To evaluate a model or a list of models on PIRB, use run_benchmark.py
script.
The only required parameter for the script is --models_config
, which should point to a json file containing a configuration of the models.
The repository supports many text retrieval methods, including sparse and dense retrievers, hybrid retrieval, as well as two-stage retrieval pipelines combining retriever and reranker models.
The configuration file should be a json array in which each element defines one method to be evaluated.
For example, below is the simplest configuration which defines a BM25 baseline:
[{"name": "bm25"}]
Dense encoders based on Sentence-Transformers library can be defined in the following way:
[
{
"name": "sdadas/mmlw-e5-base",
"fp16": true,
"q_prefix": "query: ",
"p_prefix": "passage: "
}
]
The name
attribute should refer to a local path or path on the Huggingface Hub.
Other attributes are optional, and allow to control the behavior of the model.
Methods combining multiple models require more complex configuration.
Below is the example of two-stage retrieval system with dense retriever and T5-based reranker:
[
{
"name": "plt5-large-msmarco",
"type": "hybrid",
"k0": 100,
"strategy": {
"type": "reranker",
"reranker_name": "clarin-knext/plt5-large-msmarco",
"reranker_type": "seq2seq",
"batch_size": 32,
"max_seq_length": 512,
"template": "Query: {query} Document: {passage} Relevant:",
"yes_token": "prawda",
"no_token": "fałsz",
"bf16": true
},
"models": [
{
"name": "sdadas/mmlw-retrieval-roberta-large",
"fp16": true,
"q_prefix": "zapytanie: "
}
]
}
]
More examples of method definitions can be found in the config
directory in this repository.
Most of the data used in the evaluation is publicly available.
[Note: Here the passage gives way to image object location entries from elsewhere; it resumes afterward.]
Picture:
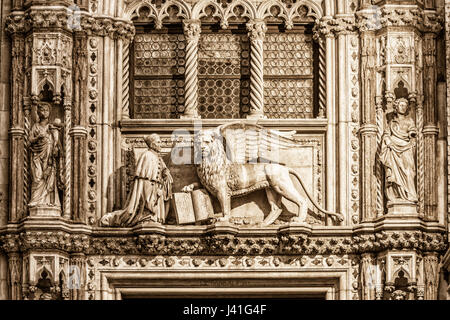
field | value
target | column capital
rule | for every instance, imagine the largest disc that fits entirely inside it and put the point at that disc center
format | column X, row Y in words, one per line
column 192, row 29
column 256, row 28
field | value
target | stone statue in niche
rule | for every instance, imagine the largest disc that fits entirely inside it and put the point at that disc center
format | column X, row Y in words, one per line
column 45, row 160
column 398, row 155
column 238, row 158
column 152, row 190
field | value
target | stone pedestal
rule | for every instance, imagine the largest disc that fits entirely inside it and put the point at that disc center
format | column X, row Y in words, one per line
column 45, row 211
column 402, row 207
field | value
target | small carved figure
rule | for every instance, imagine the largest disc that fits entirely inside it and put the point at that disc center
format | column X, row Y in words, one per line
column 45, row 157
column 234, row 172
column 397, row 154
column 152, row 190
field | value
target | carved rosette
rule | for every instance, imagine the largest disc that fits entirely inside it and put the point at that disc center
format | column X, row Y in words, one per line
column 354, row 156
column 192, row 29
column 431, row 275
column 256, row 31
column 92, row 112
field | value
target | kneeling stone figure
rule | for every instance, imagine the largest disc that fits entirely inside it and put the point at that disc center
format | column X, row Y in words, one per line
column 152, row 190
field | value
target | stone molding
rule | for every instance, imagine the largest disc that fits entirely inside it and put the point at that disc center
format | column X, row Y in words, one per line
column 34, row 18
column 228, row 241
column 406, row 16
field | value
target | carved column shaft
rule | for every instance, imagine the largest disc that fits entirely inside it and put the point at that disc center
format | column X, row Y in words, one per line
column 430, row 128
column 26, row 145
column 78, row 132
column 256, row 31
column 420, row 155
column 77, row 278
column 431, row 275
column 368, row 127
column 192, row 29
column 378, row 166
column 67, row 157
column 17, row 132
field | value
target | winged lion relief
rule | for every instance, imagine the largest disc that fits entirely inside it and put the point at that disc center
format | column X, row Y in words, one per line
column 232, row 160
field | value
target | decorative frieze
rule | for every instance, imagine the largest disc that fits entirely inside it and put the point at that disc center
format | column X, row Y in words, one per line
column 402, row 16
column 60, row 19
column 223, row 243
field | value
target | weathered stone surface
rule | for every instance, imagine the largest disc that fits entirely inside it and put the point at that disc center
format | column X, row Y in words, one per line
column 299, row 194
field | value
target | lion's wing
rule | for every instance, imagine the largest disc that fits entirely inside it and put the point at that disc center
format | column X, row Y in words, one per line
column 248, row 142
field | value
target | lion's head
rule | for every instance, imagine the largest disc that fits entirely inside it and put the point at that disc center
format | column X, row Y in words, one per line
column 209, row 148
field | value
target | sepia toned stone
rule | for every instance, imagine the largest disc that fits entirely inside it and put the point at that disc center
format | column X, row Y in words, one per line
column 297, row 149
column 184, row 209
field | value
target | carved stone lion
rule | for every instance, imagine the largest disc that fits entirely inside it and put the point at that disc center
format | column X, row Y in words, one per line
column 236, row 160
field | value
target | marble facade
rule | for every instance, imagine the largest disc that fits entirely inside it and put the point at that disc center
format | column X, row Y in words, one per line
column 356, row 91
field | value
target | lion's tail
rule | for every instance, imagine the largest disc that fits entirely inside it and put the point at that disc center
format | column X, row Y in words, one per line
column 311, row 198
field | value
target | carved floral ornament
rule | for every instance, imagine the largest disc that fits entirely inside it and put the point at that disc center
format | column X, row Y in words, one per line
column 22, row 22
column 223, row 243
column 288, row 12
column 426, row 21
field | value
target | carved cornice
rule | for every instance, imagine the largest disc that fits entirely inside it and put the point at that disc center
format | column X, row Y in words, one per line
column 222, row 243
column 22, row 22
column 329, row 27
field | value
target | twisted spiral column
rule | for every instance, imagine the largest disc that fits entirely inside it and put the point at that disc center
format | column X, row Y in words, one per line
column 256, row 31
column 67, row 158
column 420, row 155
column 322, row 83
column 192, row 29
column 126, row 79
column 26, row 144
column 378, row 165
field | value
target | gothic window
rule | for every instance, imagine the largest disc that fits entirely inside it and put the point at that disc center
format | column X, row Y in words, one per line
column 157, row 73
column 223, row 74
column 289, row 73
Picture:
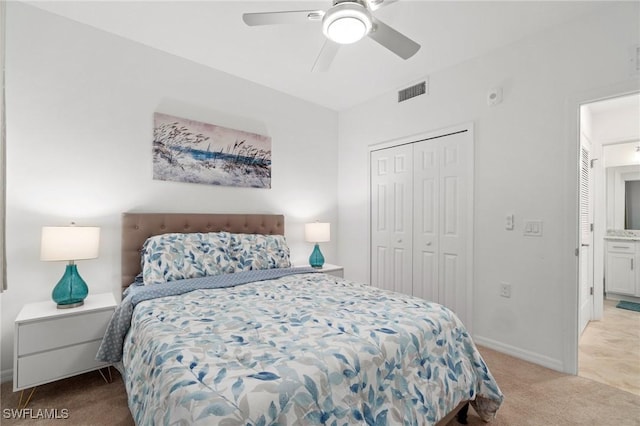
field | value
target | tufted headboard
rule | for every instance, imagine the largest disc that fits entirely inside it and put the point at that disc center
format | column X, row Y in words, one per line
column 137, row 227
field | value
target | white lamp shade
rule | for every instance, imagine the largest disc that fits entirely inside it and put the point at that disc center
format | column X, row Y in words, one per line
column 317, row 232
column 69, row 243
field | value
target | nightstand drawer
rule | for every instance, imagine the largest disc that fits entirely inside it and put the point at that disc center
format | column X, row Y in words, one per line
column 45, row 367
column 38, row 336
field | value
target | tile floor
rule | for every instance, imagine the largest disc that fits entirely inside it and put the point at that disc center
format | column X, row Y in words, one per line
column 609, row 350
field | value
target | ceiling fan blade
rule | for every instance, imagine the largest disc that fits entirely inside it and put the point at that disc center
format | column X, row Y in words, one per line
column 396, row 42
column 377, row 4
column 325, row 57
column 287, row 17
The datasets will be automatically downloaded upon the first run of the run_benchmark.py
script. The only exception are the corpora from the "Web Datasets" group. If you would like to access them, please send a request to sdadas at opi.org.pl, describing your intended use of the datasets. Please note that the datasets can only be used for research purposes and we request not to redistribute them after obtaining access.
If you have a model that has not been included in the ranking yet, open a new issue at https://huggingface.co/spaces/sdadas/pirb/discussions with a description of your model.
We will try to evaluate it and add it to the leaderboard.
In the description you can include a json configuration for the model in the PIRB format or a short code fragment illustrating the use of the model.
In the official evaluation, we only consider models that:
1. Are publicly available
2. Have not been trained on the data sources included in PIRB. For datasets split into train, eval and test parts, the use of the training split is acceptable.